San Diego Magazine's neighborhood guide for City Heights, for example, emphasizes its "claim to authentic international eats, along with live music venues, craft beer, coffee, and outdoor fun." It recommends several ethnic restaurants and warns readers not to be fooled by appearances.
Longtime residents find themselves forced to compete against the "urban food machine"
But that doesn't mean objections don't exist.
Many longtime residents and small-business owners – mostly people of color and immigrants – have, for decades, lived, worked and struggled to feed their families in these neighborhoods. To do so, they've run convenience stores, opened ethnic restaurants, sold food in parks and alleys and created spaces to grow their own food.
All represent strategies to meet community needs in a place mostly ignored by mainstream retailers.

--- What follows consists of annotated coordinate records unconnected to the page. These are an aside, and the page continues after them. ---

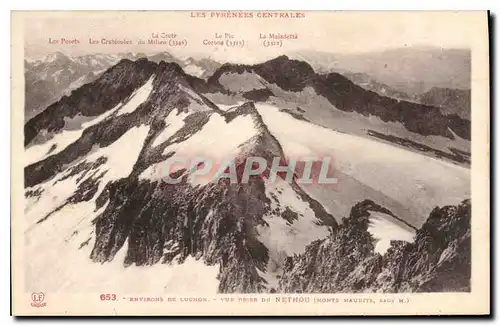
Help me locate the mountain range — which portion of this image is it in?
[24,52,471,294]
[24,52,221,121]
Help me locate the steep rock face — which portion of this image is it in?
[279,200,471,293]
[342,72,410,100]
[24,60,156,145]
[200,56,470,139]
[87,104,337,293]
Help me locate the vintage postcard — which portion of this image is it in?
[11,11,490,316]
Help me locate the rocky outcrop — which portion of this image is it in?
[279,200,471,293]
[418,87,471,120]
[200,56,470,139]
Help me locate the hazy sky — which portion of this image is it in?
[24,11,487,63]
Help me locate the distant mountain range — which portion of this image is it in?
[23,54,471,295]
[292,47,471,119]
[24,52,221,121]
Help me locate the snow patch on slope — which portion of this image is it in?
[257,178,329,289]
[25,126,149,224]
[25,124,219,295]
[184,64,205,77]
[152,109,189,147]
[368,211,415,255]
[118,75,155,115]
[140,113,258,185]
[24,103,121,165]
[25,202,219,296]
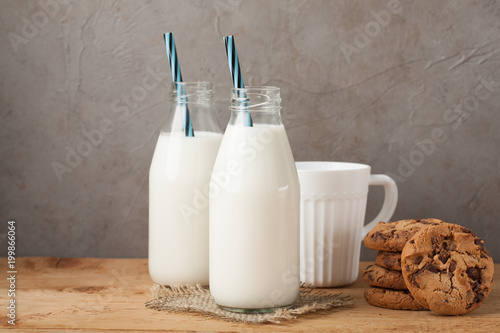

So what happens when new competitors come to town?
Starting at a disadvantage
As I document in my book, these ethnic food businesses, because of a lack of financial and technical support, often struggle to compete with new enterprises that feature fresh façades, celebrity chefs, flashy marketing, bogus claims of authenticity and disproportionate media attention. Furthermore, following the arrival of more-affluent residents, existing ones find it increasingly difficult to stay.
My analysis of real estate ads for properties listed in City Heights and other gentrifying San Diego neighborhoods found that access to restaurants, cafés, farmers markets and outdoor dining is a common selling point. The listings I studied from 2019 often enticed potential buyers with lines like "shop at the local farmers' market," "join food truck festivals" and "participate in community food drives!"
San Diego Magazine's home buyer guide for the same year identified City Heights as an "up-and-coming neighborhood," attributing its appeal to its diverse population and eclectic "culinary landscape," including several restaurants and Fair@44.
When I see that City Heights' home prices rose 58% over the past three years, I'm not surprised.
Going up against the urban food machine
Longtime residents find themselves forced to compete against what I call the "urban food machine," a play on sociologist Harvey Molotch's "urban growth machine" – a term he coined more than 50 years ago to explain how cities were being shaped by a loose coalition of powerful elites who sought to profit off urban growth.
I argue that investors and developers use food as a tool for achieving the same ends.
When their work is done, what's left is a rather insipid and tasteless neighborhood, where foodscapes become more of a marketable mishmash of cultures than an ethnic enclave that's evolved organically to meet the needs of residents. The distinctions of time and place start to blur: An "ethnic food district" in San Diego looks no different than one in Chicago or Austin.
Meanwhile, the routines and rhythms of everyday life have changed so much that longtime residents no longer feel like they belong. Their stories and culture reduced to a selling point, they're forced to either recede to the shadows or leave altogether.
It's hard to see how that's a form of inclusion or empowerment.